Second, the findings of this study emphasize the importance of continued research into the long-term consequences of COVID-19 in children. Even in cases where acute neurological symptoms resolve, it remains to be seen whether these children may be at risk of long-term cognitive or neurological sequelae. Longitudinal studies are needed to assess the evolution of these abnormalities and their potential impact on a child's development and quality of life.

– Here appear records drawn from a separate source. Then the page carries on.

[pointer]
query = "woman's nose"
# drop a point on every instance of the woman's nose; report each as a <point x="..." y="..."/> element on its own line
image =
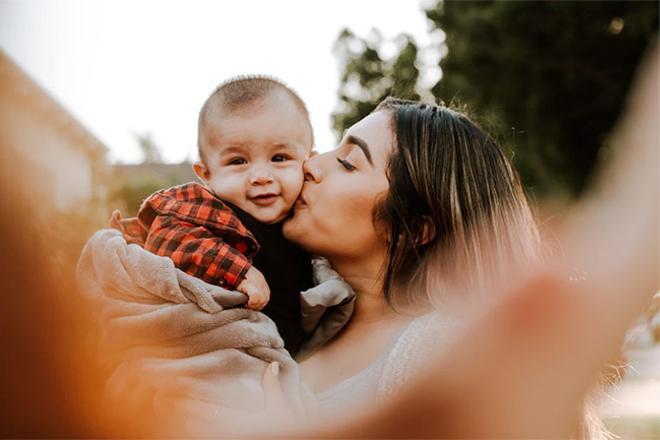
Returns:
<point x="312" y="168"/>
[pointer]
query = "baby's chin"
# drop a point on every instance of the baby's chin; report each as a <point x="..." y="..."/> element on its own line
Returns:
<point x="270" y="218"/>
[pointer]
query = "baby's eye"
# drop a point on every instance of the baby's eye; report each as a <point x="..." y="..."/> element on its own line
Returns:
<point x="237" y="161"/>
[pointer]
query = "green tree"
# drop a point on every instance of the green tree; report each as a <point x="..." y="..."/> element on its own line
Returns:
<point x="548" y="78"/>
<point x="368" y="78"/>
<point x="551" y="77"/>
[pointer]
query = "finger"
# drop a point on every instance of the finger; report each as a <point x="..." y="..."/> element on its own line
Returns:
<point x="273" y="395"/>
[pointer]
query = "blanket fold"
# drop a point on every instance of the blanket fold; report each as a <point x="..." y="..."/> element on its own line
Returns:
<point x="167" y="336"/>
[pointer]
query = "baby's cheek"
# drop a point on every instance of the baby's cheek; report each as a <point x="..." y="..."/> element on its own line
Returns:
<point x="292" y="183"/>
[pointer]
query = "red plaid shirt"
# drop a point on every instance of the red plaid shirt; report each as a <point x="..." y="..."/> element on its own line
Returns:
<point x="198" y="231"/>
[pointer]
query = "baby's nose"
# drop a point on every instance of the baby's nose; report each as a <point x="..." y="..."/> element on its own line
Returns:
<point x="260" y="176"/>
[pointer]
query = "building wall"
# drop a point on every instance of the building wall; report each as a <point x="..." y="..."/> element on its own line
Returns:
<point x="65" y="163"/>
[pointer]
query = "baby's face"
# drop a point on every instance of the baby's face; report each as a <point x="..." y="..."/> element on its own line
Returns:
<point x="254" y="159"/>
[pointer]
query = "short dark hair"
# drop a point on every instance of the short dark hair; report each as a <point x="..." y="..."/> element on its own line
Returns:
<point x="238" y="94"/>
<point x="448" y="175"/>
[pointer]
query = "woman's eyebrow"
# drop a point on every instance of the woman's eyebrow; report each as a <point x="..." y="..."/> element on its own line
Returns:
<point x="354" y="140"/>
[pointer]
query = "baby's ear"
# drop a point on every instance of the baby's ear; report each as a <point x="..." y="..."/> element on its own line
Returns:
<point x="201" y="171"/>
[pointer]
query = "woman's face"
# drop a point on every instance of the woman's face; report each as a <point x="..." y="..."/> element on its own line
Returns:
<point x="333" y="216"/>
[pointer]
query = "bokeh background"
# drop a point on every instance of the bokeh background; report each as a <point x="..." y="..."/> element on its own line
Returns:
<point x="99" y="101"/>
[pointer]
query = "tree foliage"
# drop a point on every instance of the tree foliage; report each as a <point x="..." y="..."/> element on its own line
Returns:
<point x="549" y="78"/>
<point x="368" y="78"/>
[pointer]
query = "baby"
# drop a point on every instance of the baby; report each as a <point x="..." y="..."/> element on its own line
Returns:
<point x="253" y="135"/>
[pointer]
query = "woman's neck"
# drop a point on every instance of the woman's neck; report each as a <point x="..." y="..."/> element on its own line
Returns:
<point x="365" y="278"/>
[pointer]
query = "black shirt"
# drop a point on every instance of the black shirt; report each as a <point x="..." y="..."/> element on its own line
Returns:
<point x="288" y="271"/>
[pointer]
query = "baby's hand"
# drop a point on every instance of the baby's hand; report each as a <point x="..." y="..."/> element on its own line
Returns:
<point x="254" y="285"/>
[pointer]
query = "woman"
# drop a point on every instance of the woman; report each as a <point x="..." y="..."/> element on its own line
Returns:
<point x="416" y="205"/>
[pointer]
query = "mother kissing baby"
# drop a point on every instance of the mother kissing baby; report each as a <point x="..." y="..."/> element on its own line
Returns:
<point x="416" y="209"/>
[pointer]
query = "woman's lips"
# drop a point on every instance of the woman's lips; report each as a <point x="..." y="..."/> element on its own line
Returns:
<point x="264" y="199"/>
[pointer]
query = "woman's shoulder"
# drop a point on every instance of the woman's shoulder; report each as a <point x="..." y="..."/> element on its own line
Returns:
<point x="424" y="335"/>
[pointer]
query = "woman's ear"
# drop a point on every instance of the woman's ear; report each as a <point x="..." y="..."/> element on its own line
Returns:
<point x="428" y="231"/>
<point x="201" y="171"/>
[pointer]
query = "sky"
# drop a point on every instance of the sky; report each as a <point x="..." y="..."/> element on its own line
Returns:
<point x="133" y="67"/>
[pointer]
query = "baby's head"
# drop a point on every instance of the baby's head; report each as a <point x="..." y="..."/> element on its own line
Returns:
<point x="254" y="134"/>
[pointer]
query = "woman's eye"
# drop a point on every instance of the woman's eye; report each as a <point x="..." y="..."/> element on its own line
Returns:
<point x="237" y="161"/>
<point x="349" y="166"/>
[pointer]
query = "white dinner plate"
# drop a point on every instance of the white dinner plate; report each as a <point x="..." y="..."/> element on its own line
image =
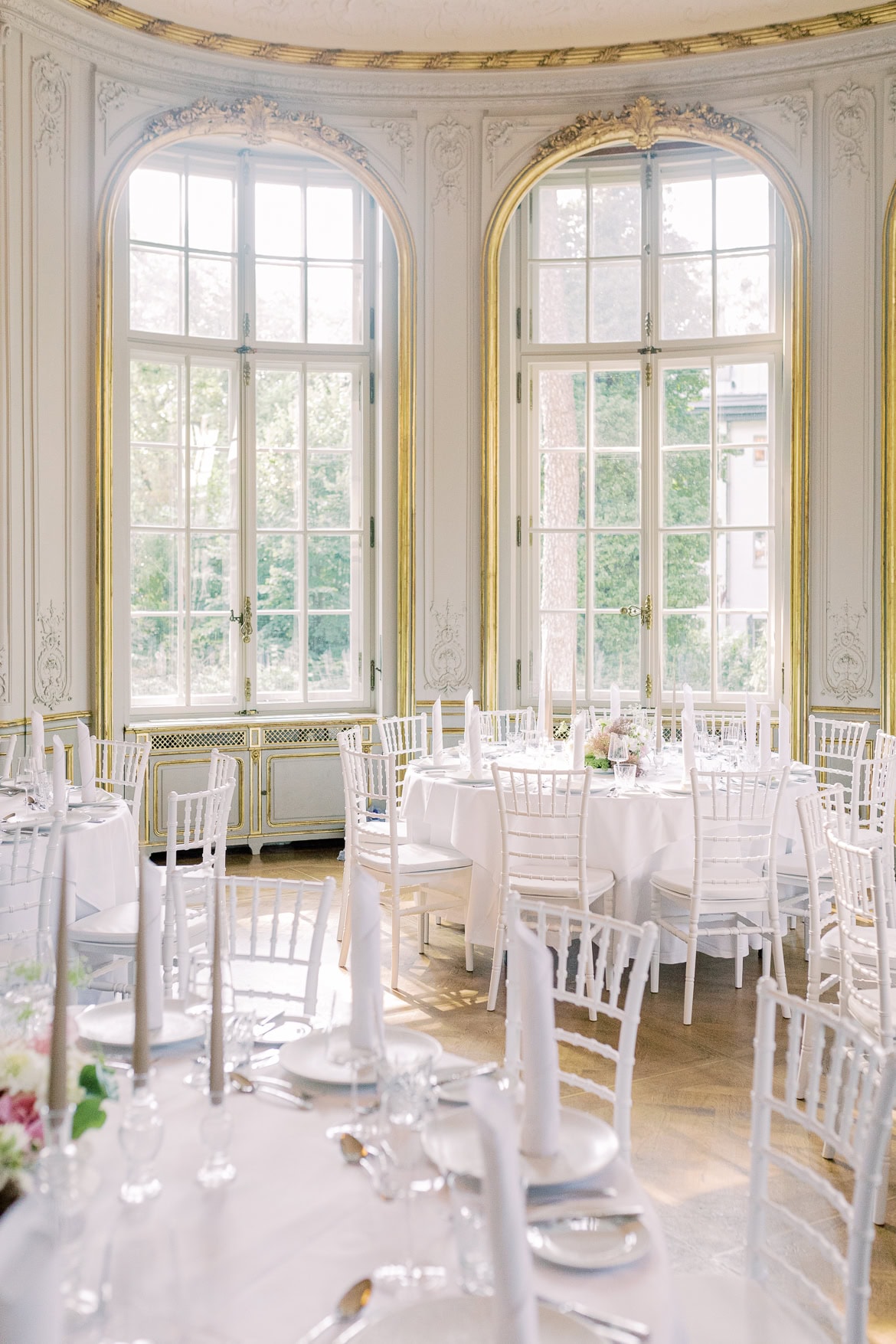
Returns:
<point x="459" y="1320"/>
<point x="589" y="1241"/>
<point x="308" y="1058"/>
<point x="587" y="1146"/>
<point x="113" y="1025"/>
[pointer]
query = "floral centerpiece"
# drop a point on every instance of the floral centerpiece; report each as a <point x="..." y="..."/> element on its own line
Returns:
<point x="25" y="1077"/>
<point x="598" y="745"/>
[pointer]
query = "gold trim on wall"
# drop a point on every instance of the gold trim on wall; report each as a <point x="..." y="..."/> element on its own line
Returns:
<point x="626" y="53"/>
<point x="257" y="121"/>
<point x="643" y="124"/>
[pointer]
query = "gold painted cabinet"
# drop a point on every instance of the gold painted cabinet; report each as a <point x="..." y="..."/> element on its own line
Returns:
<point x="288" y="776"/>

To the best of our knowledge, this study represents the first systematic review and meta-analysis of neuroimaging findings in pediatric SARS-CoV-2 cases. Nonetheless, it is important to acknowledge several limitations of this study. Firstly, some of the studies included in our analysis exhibited substantial heterogeneity, attributed to variations in study designs, patient cohorts, and imaging protocols. This inherent diversity, though mitigated through statistical methods, somewhat limits the generalizability of our findings. Secondly, the potential presence of publication bias, although not overtly evident in our assessments, cannot be entirely dismissed. Thirdly, the relatively limited number of studies constrained our ability to conduct more detailed subgroup analyses and explore specific aspects comprehensively. Moreover, in this study, our research commenced on December 1, 2019. It is essential to acknowledge a limitation related to the evolving nature of information about COVID-19 during that early period. Detailed and comprehensive information about COVID-19, including its clinical manifestations and neurological implications, may not have been readily available at the beginning of our study. As a result, some aspects of our analysis may be based on limited data and evolving knowledge in the early stages of the pandemic. Furthermore, establishing a causal relationship between COVID-19 infection and the observed neuroimaging abnormalities remains an ongoing area of investigation. These abnormalities may be influenced by systematic confounding factors such as comorbidities, mechanical ventilation, and the complex pharmacological regimens administered for respiratory distress with hypoxia. These limitations underscore the necessity for future prospective studies that consider comorbidities and conduct more intricate analyses to affirm the potential association between COVID-19 and neuroimaging findings.

Conclusion

In conclusion, this systematic review and meta-analysis highlight the incidence of abnormal neuroimaging findings in children with COVID-19. The findings underscore the importance of vigilance for neurological complications in pediatric COVID-19 cases, as well as the need for standardized reporting and long-term follow-up to better understand the implications of these abnormalities. Further research and collaboration are essential to deepen our understanding of the neurological aspects of COVID-19 in children and to improve clinical care for this vulnerable population.